Just like there is different protocol for you in these two different situations, the action plan for a monitoring center varies slightly depending on the type of signal that comes through.

While both fire and CO signals are marked at the highest level of priority when they come in, it’s important to distinguish the two so that the operator is able to relay the most accurate information to the local authorities.
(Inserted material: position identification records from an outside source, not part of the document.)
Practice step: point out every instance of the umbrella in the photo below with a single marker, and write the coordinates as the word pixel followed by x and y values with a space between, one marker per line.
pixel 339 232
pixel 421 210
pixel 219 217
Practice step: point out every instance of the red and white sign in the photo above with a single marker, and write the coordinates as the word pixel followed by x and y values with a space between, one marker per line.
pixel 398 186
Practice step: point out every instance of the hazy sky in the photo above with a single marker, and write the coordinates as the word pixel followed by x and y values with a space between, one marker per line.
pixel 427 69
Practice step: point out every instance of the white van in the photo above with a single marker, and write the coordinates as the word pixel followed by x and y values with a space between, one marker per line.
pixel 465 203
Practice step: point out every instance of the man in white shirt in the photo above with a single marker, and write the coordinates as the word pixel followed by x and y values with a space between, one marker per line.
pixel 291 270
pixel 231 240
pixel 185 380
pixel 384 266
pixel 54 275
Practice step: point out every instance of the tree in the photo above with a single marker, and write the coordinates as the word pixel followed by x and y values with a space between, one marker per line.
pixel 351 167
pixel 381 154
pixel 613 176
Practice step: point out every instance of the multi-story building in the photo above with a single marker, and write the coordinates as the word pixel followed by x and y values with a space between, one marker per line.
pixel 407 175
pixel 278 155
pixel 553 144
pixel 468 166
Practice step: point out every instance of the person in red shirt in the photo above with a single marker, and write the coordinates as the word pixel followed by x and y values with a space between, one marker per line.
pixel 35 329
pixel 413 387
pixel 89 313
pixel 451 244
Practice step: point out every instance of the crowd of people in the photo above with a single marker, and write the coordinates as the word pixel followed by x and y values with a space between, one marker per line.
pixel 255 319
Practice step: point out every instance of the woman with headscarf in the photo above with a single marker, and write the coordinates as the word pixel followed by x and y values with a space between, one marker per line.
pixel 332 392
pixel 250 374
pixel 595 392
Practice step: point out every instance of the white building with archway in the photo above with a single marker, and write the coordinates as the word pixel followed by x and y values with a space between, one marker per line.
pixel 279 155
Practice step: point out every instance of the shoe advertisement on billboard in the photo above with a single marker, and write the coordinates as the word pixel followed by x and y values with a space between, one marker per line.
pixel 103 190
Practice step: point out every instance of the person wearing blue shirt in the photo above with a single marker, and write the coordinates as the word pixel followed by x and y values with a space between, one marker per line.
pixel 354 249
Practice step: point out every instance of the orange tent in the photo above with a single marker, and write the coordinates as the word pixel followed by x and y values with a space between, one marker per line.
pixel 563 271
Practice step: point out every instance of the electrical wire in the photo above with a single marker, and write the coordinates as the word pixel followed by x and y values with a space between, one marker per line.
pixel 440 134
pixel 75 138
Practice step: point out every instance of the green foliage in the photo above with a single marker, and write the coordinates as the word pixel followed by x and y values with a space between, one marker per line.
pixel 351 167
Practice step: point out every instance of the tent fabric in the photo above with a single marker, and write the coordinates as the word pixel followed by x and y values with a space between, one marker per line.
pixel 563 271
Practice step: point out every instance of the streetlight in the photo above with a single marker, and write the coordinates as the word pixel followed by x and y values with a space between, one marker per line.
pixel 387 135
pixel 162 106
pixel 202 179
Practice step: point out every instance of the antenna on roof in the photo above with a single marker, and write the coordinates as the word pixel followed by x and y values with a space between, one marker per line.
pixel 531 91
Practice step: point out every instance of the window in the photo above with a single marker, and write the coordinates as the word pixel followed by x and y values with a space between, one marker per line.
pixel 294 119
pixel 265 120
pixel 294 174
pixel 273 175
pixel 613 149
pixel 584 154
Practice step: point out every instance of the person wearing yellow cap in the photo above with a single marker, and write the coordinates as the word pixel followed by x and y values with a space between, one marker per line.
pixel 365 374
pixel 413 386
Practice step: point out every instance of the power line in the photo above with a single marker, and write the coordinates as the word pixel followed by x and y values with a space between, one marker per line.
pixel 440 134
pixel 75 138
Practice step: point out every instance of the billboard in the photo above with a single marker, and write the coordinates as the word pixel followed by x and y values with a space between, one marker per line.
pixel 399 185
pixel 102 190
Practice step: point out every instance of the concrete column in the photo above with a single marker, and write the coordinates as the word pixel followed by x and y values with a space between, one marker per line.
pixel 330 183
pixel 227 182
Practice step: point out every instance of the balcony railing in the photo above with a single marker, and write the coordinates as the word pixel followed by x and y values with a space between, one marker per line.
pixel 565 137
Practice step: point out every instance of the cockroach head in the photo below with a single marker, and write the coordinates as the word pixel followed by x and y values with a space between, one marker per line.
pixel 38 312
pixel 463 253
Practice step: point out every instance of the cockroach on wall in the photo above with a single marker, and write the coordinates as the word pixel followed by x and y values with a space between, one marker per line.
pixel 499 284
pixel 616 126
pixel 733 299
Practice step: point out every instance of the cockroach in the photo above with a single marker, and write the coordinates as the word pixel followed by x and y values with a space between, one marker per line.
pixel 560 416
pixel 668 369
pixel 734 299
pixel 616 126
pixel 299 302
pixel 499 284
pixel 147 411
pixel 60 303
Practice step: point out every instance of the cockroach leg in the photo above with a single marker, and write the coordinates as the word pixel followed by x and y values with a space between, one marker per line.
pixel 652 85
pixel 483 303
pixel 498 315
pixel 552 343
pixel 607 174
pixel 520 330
If the fire department is looking for a blaze, the first thing they will do is search the location for the source and see if anyone is inside the building; but, if they know that it is a CO call, then their first priority is to check everyone on location for symptoms and get them medical attention before locating the CO source within the building.

The Dilemma of Combination Devices

In an advancement of technology, and an effort to cut down on the number of devices necessary within a building, many companies have started manufacturing combination fire and carbon monoxide detectors. These devices are undoubtedly convenient, and many have smart capabilities that are very appealing to consumers, but they can pose a problem to monitoring centers and first responders if not properly set up.

The challenge that some monitoring centers have faced recently is this: when a signal comes from a combination device, it isn’t differentiated by the alarm type. So, an operator will receive an alarm marked as a “fire” and they pass the information onto the local fire department. But, when firefighters arrive on the scene, there is no blaze to be found.

This situation could easily be brushed off as one of many false alarms, when, in fact, it was actually high levels of carbon monoxide that set off the alarm, and the occupants are still in danger.

Correct Setup is Key

Obviously, the above scenario could lead to a tragic outcome, and is one that everyone in the emergency detection and response industries should hope to avoid. Thankfully, most brand-name, combination smart devices are set up to distinguish fire and carbon monoxide signals.

The key is ensuring that the alarm technician does the initial set up correctly in order for the monitoring center to be able to distinguish between the two signals. The other important piece of the puzzle is making sure that the monitoring center knows precisely which devices under a dealer’s account are standalone fire or CO detectors, and which ones are combination units.

Fire and carbon monoxide detection both require prompt and accurate responses in order to ensure the safety of building residents. And consumers need not sacrifice the convenience and perks of combination devices. As a dealer offering smart fire and CO detectors, it is essential to be aware of the added measures needed to accurately set up and document which devices are which.